Brian Kernighan: sometimes the old ways are best

one1plus1one · on Jan 22, 2009

I learnt to program in an IDE, and was born and raised in a Microsoft environment. My entire computing experience has been dominated by Microsoft.

But now I'm learning Unix-commands just for the fun and romance of it.

It may sound shallow, but one reason I want to learn Unix is because it's somewhat "mysterious" and all the cool hackers I know use Unix.

And many people I know in the IT world who can get things done often turn to Unix.

Thus, this article re-inforces my motivation to learn Unix -- the operating system of our ancestors.

I should note that it doesn't mean I hate windows. In fact as I learn unix commands I am seeing more and more that Windows was born out of Unix and is a "distorted" version of unix. But Windows feels like home to me. So I'll likely always use both: Windows and Unix.

ksvs · on Jan 22, 2009

That does not seem shallow. That seems a very good algorithm for discovering good new things.

rfurmani · on Jan 22, 2009

That reminds of this article about why Unix is inherently made for a programmer's style of thought: http://igor-nav.livejournal.com/12843.html

lallysingh · on Jan 22, 2009

So is this a grep/diff/sort/awk/etc man saying that IDEs tend to suck?

It's nice to hear it from Kernighan, but it's hardly surprising. IDEs do suck.

ojbyrne · on Jan 22, 2009

I think he should have attributed more importance to regular expressions. They don't even get mentioned, beyond being implied by grep.

patio11 · on Jan 22, 2009

You can grep for regular expressions? I think my mind just got blown. For the last ten years I've been finding them with awk.

awk '(/putithere/) {print $0}'

thamer · on Jan 22, 2009

http://en.wikipedia.org/wiki/Grep

grep is a command line text search utility originally written for Unix. The name is taken from the first letters in global / regular expression / print, a series of instructions for the ed text editor.

grep -rHnE 'my [r]eg+ex' /path/to/folder/ : look for files with this regular expression recursively and print out their name and the line number, as well as the matching line itself.
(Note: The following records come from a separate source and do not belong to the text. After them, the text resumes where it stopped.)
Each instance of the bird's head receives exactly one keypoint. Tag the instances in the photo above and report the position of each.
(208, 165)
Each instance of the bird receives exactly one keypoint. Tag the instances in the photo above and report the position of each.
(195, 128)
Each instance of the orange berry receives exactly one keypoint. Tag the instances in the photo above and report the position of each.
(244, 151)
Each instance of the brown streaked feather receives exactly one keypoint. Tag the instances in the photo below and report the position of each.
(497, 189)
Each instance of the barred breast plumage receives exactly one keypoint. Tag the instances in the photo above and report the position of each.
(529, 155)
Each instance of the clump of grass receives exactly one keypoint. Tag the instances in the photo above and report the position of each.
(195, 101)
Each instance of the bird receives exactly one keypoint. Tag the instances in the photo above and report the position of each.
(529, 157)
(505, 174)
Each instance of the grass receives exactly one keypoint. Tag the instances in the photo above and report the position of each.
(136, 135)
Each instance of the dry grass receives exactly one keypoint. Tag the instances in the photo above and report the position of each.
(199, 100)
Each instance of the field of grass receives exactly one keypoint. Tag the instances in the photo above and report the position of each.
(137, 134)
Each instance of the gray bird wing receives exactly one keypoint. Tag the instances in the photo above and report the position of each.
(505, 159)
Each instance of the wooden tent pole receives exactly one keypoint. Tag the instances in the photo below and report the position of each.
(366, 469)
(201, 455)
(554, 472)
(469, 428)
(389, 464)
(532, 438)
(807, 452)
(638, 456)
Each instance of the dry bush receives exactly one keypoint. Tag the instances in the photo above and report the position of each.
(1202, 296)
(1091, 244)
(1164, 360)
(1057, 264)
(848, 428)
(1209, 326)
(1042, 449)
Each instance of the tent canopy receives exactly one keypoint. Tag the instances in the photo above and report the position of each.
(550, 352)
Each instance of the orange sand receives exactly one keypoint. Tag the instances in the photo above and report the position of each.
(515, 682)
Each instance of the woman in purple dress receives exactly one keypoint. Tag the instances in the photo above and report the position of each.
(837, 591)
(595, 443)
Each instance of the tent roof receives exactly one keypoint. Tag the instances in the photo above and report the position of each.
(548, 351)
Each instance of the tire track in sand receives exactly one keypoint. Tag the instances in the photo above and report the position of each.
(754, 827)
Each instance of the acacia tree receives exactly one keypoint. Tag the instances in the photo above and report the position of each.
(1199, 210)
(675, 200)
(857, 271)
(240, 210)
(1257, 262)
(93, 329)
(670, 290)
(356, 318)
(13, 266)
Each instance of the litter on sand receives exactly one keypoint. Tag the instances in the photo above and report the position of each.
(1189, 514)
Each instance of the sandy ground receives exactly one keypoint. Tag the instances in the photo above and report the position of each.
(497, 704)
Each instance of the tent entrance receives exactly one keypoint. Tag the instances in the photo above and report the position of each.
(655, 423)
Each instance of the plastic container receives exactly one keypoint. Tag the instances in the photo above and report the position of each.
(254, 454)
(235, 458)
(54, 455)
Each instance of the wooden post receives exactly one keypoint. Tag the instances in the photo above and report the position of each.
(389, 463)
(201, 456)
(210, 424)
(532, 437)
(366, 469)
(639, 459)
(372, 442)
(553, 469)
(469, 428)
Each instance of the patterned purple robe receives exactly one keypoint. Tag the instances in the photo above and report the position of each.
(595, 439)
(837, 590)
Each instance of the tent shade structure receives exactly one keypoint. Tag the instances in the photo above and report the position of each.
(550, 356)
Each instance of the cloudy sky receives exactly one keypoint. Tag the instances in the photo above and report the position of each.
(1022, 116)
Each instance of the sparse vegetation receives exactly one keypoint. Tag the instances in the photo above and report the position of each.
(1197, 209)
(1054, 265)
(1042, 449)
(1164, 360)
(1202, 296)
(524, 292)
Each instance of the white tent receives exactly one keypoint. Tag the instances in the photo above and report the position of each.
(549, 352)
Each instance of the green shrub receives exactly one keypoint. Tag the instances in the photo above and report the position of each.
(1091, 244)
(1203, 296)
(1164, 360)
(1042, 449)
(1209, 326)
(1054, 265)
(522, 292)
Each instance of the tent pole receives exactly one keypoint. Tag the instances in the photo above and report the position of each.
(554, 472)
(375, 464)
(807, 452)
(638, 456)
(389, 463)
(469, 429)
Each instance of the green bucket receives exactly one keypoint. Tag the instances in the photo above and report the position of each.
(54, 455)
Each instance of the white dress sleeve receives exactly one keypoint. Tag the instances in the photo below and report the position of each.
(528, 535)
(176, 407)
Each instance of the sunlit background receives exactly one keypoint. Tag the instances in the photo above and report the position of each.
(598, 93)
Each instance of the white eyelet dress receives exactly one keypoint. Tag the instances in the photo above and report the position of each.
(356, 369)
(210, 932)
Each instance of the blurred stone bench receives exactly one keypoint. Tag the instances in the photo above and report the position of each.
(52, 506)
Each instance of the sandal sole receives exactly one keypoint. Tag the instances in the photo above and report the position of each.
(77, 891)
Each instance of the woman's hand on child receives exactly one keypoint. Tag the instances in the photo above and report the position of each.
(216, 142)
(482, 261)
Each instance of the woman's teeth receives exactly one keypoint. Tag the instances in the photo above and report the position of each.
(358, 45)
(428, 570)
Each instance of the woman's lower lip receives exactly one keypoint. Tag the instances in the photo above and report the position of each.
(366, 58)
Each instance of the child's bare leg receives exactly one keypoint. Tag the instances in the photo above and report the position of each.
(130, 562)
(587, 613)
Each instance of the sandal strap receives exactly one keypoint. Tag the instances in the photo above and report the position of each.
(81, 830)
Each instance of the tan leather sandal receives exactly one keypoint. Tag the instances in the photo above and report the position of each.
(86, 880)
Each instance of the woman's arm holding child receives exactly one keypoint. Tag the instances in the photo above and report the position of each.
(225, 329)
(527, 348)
Awk might do it, or you can -exec it with find, but I've read several times that grep is generally faster, even faster than a simple search with a custom and non-optimized C program.

gaius · on Jan 22, 2009

The re in grep means "regular expression".

lacker · on Jan 22, 2009

The contents as text instead of pdf:

As I write this column, I'm in the middle of two summer projects; with luck, they'll both be finished by the time you read it. One involves a forensic analysis of over 100,000 lines of old C and assembly code from about 1990, and I have to work on Windows XP. The other is a hack to translate code written in weird language L1 into weird language L2 with a program written in scripting language L3, where none of the L's even existed in 1990; this one uses Linux. Thus it's perhaps a bit surprising that I find myself relying on much the same toolset for these very different tasks.

What's Changed

Bill Plauger and I wrote Software Tools in 1975, nine years before IEEE Software began publication. Our title was certainly not the first use of the phrase, but the book did help to popularize the idea of tools and show how a small set of simple text-based tools could make programmers more productive. Our toolset was stolen quite explicitly from Unix models. At the time, Unix was barely known outside a tiny community, and even the idea of thinking consciously about software tools seemed new. In fact, we even wrote our programs in a dialect of Fortran because C was barely three years old at the time and we thought we'd sell more copies if we aimed at Fortran programmers. A lot has changed over the past 25 or 30 years.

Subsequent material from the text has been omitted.